5. Negotiations are conducted between the legal counsels from the CVC and the startup company. The startup legal team typically creates transaction documents that the CVC counsel reviews. Negotiations continue until all legal and business issues are addressed. During this time, the CVC conducts a more thorough investigation of the startup company, understanding the startup's books and records, financial statements, projected performance, employees and suppliers, and even its customer base.
6. Closing of financing is the final step. This can take place immediately upon execution of the definitive agreements or after a few weeks. The additional time may be necessary if the CVC needs time to complete their due-diligence or based on the startup company's financial needs.

==In the healthcare industry==
===Introduction===

This section discusses venture capital activities of healthcare providers such as Ascension Health, biotech firms such as Biogen Idec, and pharmaceutical companies such as GlaxoSmithKline, all of which are healthcare-related companies and have internal venture capital units or wholly owned subsidiaries focused on venture capital. The structure of corporate venture capital within the healthcare arena; the most common types of investments made; and the main reasons for which healthcare companies invest will be addressed, as well as the current trends and some predictions for the industry.

===Structure===

By definition, the corporate venture capital field is made up of organizations whose primary activities are not investing in other firms (see above). Since that definition rules out freestanding healthcare venture capital firms such as De Novo Ventures, as well as publicly traded firms, what remains are a limited number of organizational structure types used by healthcare corporate venture capital. The two main types are: 1) divisions within a larger healthcare company; and 2) wholly owned subsidiaries of larger healthcare companies. CVC units of both of these types often engage in partnerships with other firms. In most cases the other firms are limited partners and the primary company manages the fund and is the only general partner.

===Types of investments===

The largest segment of healthcare-related venture capital investments are made by the venture arms of firms who focus on biotechnology and pharmaceutical products, such as Eli Lilly and Company, GlaxoSmithKline, Takeda Pharmaceutical Company (TCP), Biogen Idec, and Roche. Because the top priority of many of these venture capital units or divisions is to fund ventures that may result in scientific and technological discoveries and advancements that may benefit their parent companies, most tend to invest in companies whose products or proposed products are similar to their own.

===Reasons for Investing===

There are a number of reasons for which a healthcare-related company chooses to pursue corporate venture capital, both strategic and financial. While most healthcare corporate venture capital companies or divisions seek to at least be budget neutral to their parent companies, strategic reasons are generally stronger motivators than financial ones.
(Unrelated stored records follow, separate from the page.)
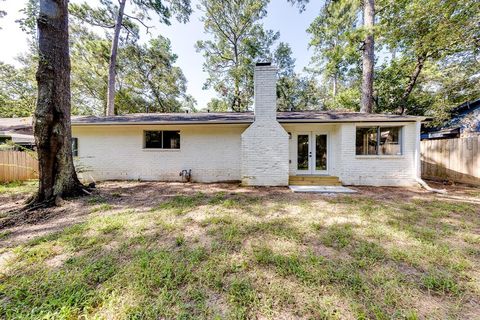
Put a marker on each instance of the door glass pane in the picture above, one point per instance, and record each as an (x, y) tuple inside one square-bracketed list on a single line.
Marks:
[(302, 160), (320, 152)]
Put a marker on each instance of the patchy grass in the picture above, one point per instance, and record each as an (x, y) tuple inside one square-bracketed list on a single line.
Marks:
[(212, 252)]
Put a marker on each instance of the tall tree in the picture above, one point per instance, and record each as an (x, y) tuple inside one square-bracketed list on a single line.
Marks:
[(335, 46), (238, 41), (368, 58), (431, 34), (110, 16), (52, 130), (113, 60), (294, 92)]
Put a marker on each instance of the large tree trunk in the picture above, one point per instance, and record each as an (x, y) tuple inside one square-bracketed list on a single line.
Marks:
[(368, 56), (113, 61), (52, 130)]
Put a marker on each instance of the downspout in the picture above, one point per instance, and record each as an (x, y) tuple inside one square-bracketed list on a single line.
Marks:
[(418, 163)]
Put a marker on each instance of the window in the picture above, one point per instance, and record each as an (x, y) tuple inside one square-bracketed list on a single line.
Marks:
[(75, 147), (162, 140), (378, 141)]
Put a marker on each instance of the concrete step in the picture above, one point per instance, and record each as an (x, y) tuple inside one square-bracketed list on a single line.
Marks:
[(314, 181)]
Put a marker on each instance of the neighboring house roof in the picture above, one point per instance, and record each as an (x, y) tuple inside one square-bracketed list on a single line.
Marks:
[(19, 130), (464, 121), (21, 125), (18, 138), (239, 118)]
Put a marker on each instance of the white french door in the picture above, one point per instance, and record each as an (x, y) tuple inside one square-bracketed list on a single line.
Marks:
[(312, 156)]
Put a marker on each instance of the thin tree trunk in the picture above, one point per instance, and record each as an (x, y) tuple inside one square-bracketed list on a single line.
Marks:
[(368, 57), (411, 84), (335, 84), (52, 130), (113, 61)]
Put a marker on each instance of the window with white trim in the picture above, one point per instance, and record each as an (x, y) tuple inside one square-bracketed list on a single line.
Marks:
[(75, 147), (378, 141), (163, 139)]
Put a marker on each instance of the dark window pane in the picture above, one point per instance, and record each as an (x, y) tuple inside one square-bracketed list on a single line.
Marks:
[(302, 159), (321, 152), (390, 141), (75, 147), (153, 139), (171, 139), (4, 140), (366, 141)]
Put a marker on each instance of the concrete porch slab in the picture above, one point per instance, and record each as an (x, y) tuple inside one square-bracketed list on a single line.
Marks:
[(321, 189)]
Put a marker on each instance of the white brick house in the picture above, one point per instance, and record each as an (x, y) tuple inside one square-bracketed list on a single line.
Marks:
[(264, 148)]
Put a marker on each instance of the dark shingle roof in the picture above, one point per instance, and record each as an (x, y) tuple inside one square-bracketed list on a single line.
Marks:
[(238, 117)]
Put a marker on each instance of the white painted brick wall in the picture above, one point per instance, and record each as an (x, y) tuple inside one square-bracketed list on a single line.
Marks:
[(112, 152), (265, 142)]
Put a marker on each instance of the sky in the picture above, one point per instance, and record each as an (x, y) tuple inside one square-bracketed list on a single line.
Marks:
[(281, 17)]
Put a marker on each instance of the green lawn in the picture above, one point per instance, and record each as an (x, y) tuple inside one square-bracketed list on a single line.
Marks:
[(160, 251)]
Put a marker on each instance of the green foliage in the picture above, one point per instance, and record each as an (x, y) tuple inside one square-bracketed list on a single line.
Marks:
[(294, 92), (238, 41), (17, 91), (150, 80), (427, 61), (335, 37)]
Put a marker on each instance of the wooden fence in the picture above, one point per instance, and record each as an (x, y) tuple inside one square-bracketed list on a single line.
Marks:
[(17, 165), (455, 160)]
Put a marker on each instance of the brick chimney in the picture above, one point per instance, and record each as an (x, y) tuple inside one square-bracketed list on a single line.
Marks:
[(265, 84), (265, 142)]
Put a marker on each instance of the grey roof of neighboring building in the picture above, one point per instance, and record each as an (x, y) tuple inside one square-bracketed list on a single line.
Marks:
[(238, 118), (16, 124)]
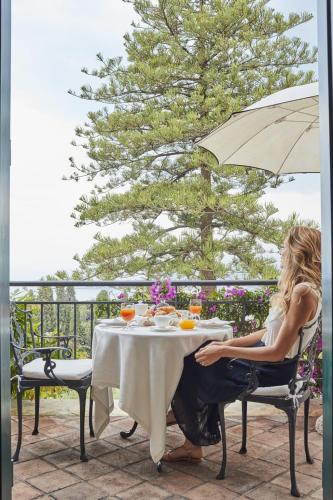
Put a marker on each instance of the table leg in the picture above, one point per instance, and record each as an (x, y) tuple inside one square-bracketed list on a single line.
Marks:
[(126, 435)]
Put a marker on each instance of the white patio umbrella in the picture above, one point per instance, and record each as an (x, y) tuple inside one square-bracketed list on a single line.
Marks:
[(279, 133)]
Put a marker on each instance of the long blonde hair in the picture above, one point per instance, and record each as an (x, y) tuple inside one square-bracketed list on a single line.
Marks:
[(301, 264)]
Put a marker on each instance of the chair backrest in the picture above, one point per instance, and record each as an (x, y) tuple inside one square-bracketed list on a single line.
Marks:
[(306, 360), (20, 325)]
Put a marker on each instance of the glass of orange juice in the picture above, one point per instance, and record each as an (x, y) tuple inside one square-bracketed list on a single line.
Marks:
[(187, 323), (195, 308), (127, 312)]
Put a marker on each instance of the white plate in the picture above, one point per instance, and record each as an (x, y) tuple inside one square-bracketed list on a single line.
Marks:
[(214, 325), (164, 328)]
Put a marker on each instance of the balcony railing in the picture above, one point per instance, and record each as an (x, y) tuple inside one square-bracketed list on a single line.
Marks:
[(78, 318)]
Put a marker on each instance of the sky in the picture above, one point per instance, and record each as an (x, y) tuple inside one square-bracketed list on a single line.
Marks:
[(51, 41)]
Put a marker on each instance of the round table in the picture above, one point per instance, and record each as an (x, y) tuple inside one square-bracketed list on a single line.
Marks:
[(146, 366)]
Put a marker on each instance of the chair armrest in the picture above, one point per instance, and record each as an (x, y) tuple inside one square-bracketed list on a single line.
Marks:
[(252, 376), (50, 364)]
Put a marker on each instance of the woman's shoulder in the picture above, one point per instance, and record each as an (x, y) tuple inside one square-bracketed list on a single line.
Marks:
[(305, 292)]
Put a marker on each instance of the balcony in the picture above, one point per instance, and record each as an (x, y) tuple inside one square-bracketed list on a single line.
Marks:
[(50, 466)]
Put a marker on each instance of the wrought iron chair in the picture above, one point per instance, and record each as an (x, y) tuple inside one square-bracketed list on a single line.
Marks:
[(287, 398), (35, 368)]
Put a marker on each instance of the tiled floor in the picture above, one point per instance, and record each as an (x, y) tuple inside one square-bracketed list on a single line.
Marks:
[(50, 467)]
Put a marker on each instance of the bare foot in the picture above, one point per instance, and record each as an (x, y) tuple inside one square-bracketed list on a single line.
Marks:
[(171, 419), (184, 453)]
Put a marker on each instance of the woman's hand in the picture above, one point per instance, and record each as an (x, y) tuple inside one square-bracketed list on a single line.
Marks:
[(211, 353)]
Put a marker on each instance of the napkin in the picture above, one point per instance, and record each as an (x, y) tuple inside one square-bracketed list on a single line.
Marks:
[(212, 323)]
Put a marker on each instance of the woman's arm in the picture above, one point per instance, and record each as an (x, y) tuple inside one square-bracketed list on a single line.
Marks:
[(246, 341), (302, 307)]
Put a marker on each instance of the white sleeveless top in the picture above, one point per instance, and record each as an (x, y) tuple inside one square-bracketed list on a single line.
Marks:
[(273, 324)]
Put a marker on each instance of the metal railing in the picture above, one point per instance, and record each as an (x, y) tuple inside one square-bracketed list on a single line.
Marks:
[(77, 318)]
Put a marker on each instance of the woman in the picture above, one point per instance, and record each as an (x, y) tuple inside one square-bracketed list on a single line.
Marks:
[(207, 379)]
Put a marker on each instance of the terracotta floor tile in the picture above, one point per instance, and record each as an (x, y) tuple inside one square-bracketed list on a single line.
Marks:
[(314, 470), (265, 424), (120, 458), (25, 454), (239, 482), (262, 469), (28, 438), (176, 482), (234, 459), (90, 470), (63, 458), (79, 491), (306, 484), (211, 491), (280, 456), (58, 430), (143, 491), (31, 468), (274, 439), (115, 482), (99, 447), (52, 481), (45, 447), (299, 446), (237, 431), (145, 469), (269, 492), (73, 439), (120, 442), (315, 438), (24, 491), (143, 449), (255, 450), (205, 470)]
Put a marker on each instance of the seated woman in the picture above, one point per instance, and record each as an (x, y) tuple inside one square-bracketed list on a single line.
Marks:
[(207, 380)]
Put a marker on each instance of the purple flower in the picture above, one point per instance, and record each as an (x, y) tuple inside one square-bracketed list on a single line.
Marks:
[(162, 291), (212, 308), (234, 292)]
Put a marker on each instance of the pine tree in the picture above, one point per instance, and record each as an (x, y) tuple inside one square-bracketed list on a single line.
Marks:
[(190, 64)]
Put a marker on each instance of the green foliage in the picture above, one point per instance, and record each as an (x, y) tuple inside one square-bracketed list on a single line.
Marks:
[(190, 65)]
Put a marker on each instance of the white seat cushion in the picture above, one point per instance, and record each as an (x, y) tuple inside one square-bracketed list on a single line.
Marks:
[(276, 390), (66, 369)]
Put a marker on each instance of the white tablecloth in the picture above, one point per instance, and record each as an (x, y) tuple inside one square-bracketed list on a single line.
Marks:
[(146, 366)]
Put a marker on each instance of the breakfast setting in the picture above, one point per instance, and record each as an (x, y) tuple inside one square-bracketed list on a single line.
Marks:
[(162, 317)]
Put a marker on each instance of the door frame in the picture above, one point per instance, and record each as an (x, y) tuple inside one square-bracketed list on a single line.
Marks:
[(5, 40), (325, 17)]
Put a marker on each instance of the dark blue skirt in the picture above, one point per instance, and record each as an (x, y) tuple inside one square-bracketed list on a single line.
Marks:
[(200, 389)]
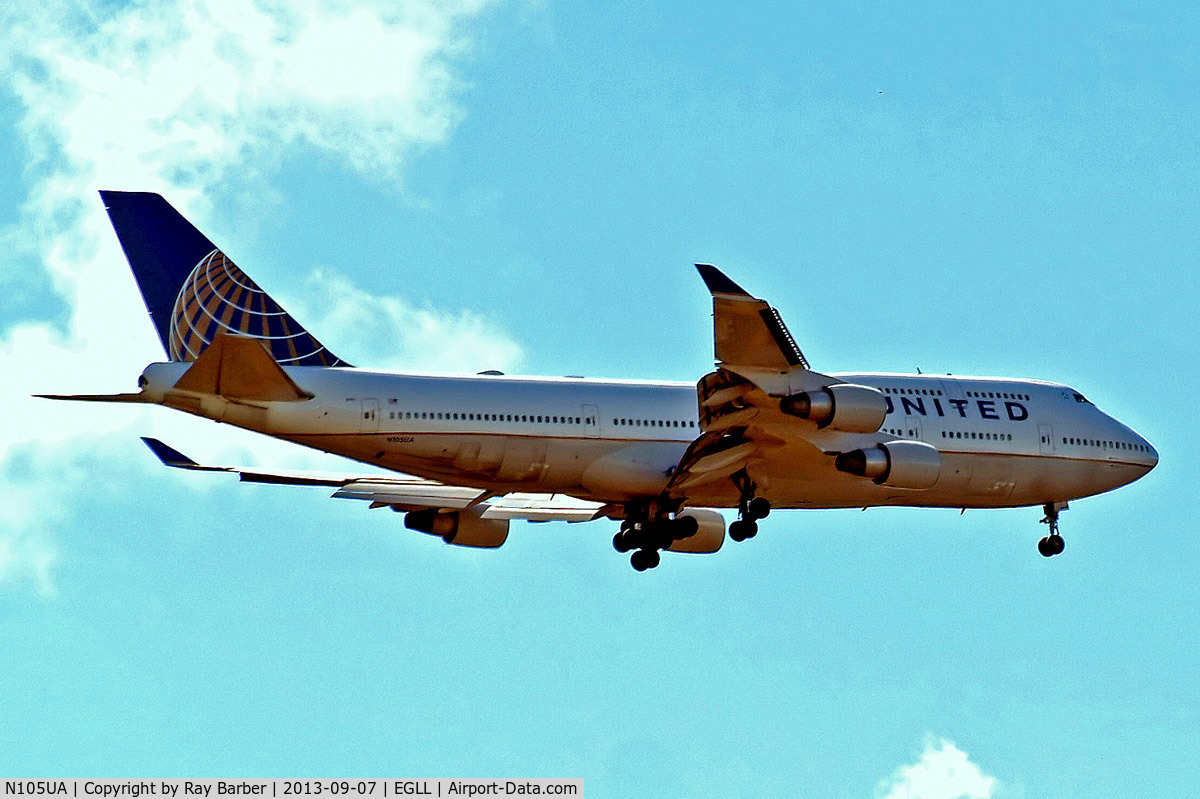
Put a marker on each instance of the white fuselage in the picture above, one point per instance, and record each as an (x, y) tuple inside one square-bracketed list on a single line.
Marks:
[(1003, 442)]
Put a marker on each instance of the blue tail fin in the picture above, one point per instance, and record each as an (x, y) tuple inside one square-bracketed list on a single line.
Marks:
[(193, 292)]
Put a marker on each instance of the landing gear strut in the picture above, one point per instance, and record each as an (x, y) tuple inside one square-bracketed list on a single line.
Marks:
[(750, 509), (1053, 544), (646, 535)]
One primary strategic reason many healthcare-related CVCs cite for investing is to seek new directions and develop new products. For this reason the focus of most CVC units is broader than their parent company, as stated previously. CVC fund managers usually will examine a broad array of investment opportunities that are related to some degree to the activities of their parent company in the hopes that the technologies developed will complement the product line of the parent company or even lead the parent company into an area of the industry in which it previously had not been occupied.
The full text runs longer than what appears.